By James Dacey
Europe is launching an ambitious mission to decarbonize many of its urban areas within a decade. But is it realistic?
More people are moving to cities. Some forecasts predict that two-thirds of the world’s population will live in urban areas by the middle of the century, and in Europe, that figure may be 84%. Recognizing the need to act quickly, the European Union (EU) is launching a mission to reach 100 climate-neutral cities by 2030.
Through its European Green Deal, the 27 EU member states have committed to becoming net carbon neutral by 2050. The idea behind the new mission is for 100 cities to lead the way, becoming experimentation and innovation hubs for the rest of Europe. Support will also be given to additional partner cities, prioritizing places where structural issues make such rapid change difficult.
Details of the plans were published by the mission board in September. Cities will be selected by 2025, though none have been announced so far. Funding will initially come through Horizon Europe, the EU’s €80.9 billion research and innovation program for the years 2021–2027.

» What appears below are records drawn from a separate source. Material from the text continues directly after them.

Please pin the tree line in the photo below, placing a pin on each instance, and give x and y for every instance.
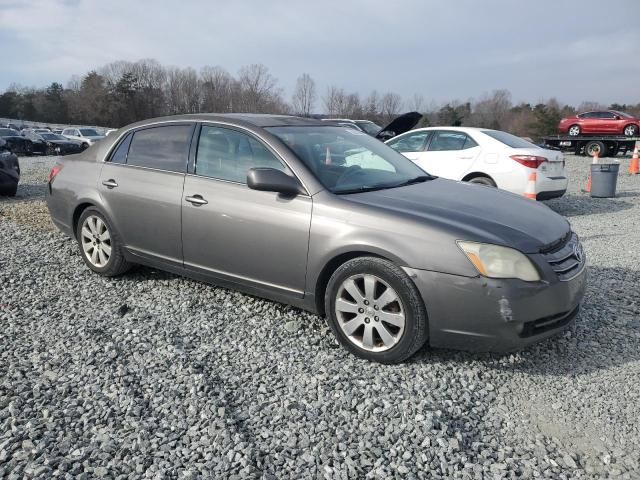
(124, 92)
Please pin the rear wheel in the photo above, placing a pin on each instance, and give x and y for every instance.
(595, 147)
(630, 130)
(100, 246)
(375, 310)
(486, 181)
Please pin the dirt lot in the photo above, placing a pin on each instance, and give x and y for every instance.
(152, 375)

Under the plans, selected locations will commit to achieving net-zero carbon emissions by 2030, as well as a number of social and economic goals adapted for each city. Ultimately, the question of whether these places become climate neutral will also depend on how city boundaries are defined and how the carbon is counted. For the purposes of the mission, city districts and conglomerations of neighbouring cities will be eligible to apply.

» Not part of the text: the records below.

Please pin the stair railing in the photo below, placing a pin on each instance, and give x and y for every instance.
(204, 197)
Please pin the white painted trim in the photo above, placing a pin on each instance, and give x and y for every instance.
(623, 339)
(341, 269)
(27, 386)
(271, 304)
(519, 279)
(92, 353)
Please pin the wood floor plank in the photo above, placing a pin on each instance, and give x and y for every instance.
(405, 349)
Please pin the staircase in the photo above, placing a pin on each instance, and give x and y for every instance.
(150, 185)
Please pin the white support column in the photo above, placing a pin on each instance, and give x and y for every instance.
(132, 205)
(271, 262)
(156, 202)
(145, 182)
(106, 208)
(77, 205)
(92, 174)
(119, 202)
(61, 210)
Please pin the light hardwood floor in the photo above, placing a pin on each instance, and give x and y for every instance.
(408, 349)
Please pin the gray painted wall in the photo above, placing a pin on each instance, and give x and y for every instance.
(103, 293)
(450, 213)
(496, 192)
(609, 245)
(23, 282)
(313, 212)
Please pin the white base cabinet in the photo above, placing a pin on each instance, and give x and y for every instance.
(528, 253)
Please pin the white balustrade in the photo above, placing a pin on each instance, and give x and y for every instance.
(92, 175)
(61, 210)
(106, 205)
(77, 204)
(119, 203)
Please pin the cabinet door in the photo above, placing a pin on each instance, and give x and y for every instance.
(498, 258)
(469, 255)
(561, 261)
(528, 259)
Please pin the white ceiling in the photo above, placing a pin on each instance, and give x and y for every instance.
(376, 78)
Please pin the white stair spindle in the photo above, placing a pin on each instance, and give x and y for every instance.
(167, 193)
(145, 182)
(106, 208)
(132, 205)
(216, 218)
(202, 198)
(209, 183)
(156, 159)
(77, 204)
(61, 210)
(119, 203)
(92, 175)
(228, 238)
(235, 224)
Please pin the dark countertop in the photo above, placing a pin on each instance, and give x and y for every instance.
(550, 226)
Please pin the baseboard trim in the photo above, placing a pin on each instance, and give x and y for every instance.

The move builds on smaller EU projects, including REMOURBAN (Regeneration Model for Accelerating the Smart Urban Transformation), which delivered energy, mobility, and digital solutions in the cities of Valladolid (Spain), Nottingham (United Kingdom), and Tepebaşı/Eskişehir (Turkey), along with several follower cities. Interventions there included electrification of public transport, smart street lighting, and retrofitting buildings with thermal insulation and smart meters.

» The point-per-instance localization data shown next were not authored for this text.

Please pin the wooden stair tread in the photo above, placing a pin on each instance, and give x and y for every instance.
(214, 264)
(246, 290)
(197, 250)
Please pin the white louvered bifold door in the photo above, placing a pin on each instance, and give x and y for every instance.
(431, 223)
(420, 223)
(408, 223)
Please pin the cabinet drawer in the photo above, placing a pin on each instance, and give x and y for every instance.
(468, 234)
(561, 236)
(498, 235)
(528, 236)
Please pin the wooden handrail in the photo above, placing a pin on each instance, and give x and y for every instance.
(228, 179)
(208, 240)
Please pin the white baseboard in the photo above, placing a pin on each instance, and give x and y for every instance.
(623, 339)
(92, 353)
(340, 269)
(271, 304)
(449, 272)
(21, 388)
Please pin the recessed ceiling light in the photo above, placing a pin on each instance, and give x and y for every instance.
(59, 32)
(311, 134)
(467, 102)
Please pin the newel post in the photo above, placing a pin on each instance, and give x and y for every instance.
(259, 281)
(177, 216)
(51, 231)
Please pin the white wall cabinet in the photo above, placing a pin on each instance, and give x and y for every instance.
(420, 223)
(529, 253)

But although earlier projects have seen local success, the EU’s new mission is an entirely different proposition. Do urban researchers think it is realistic?
New City Models
James Evans, a human geography researcher at the University of Manchester, believes the EU is right to invest in flagship cities that have track records of successful projects. He is concerned, however, that this conventional approach to innovation doesn’t take into account the complexities of how ideas transfer. “The [approach] works if you are creating a new drug or robot, but doesn’t always work with cities, as giving money to the ‘best’ places and then expecting less-able places to do it without the public subsidy is flawed,” he said.
Evans believes that deep and widespread urban transformation will be very difficult without significant changes in the way municipalities are funded and governed. “New business models also require new city models,” he added.
Researchers say the project will also have to determine how carbon emissions are classified. Some difficulties are highlighted by Joe Blakey, a political geographer at the University of Manchester. “Imagine a cup of Kenyan coffee consumed in an American coffee chain in Manchester city centre by a visitor from Beijing. There are a whole host of emissions that can be associated with this cup of coffee—but who gets the blame?”
Blakey said that airports within city boundaries are particularly contentious, as emissions associated with them are usually not included in a city’s carbon footprint.
The September mission proposal makes it clear that investment will prioritize solutions that offer co-benefits. One example of this might be a project that reduces a district’s carbon emissions while also creating jobs and improving air quality. In this respect, nature-based solutions are expected to play a key role in the project. European residents can expect more urban forests and green corridors, which absorb carbon, boost biodiversity, and improve conditions for citizens by cooling the urban environment.
“We often think of the ways in which the excess carbon can be neutralized—by planting trees or growing seagrass beds, for example,” said Harriet Bulkeley, project coordinator of the EU’s Nature-Based Urban Innovation (NATURVATION) project. “But nature-based solutions also have a direct role in getting to climate-neutral in cities themselves, especially in terms of reducing the reliance on air conditioning for addressing summer heat.”
Bulkeley said that select locations might develop partnerships with rural communities to create solutions with benefits for those areas while at the same time offsetting carbon emissions in cities.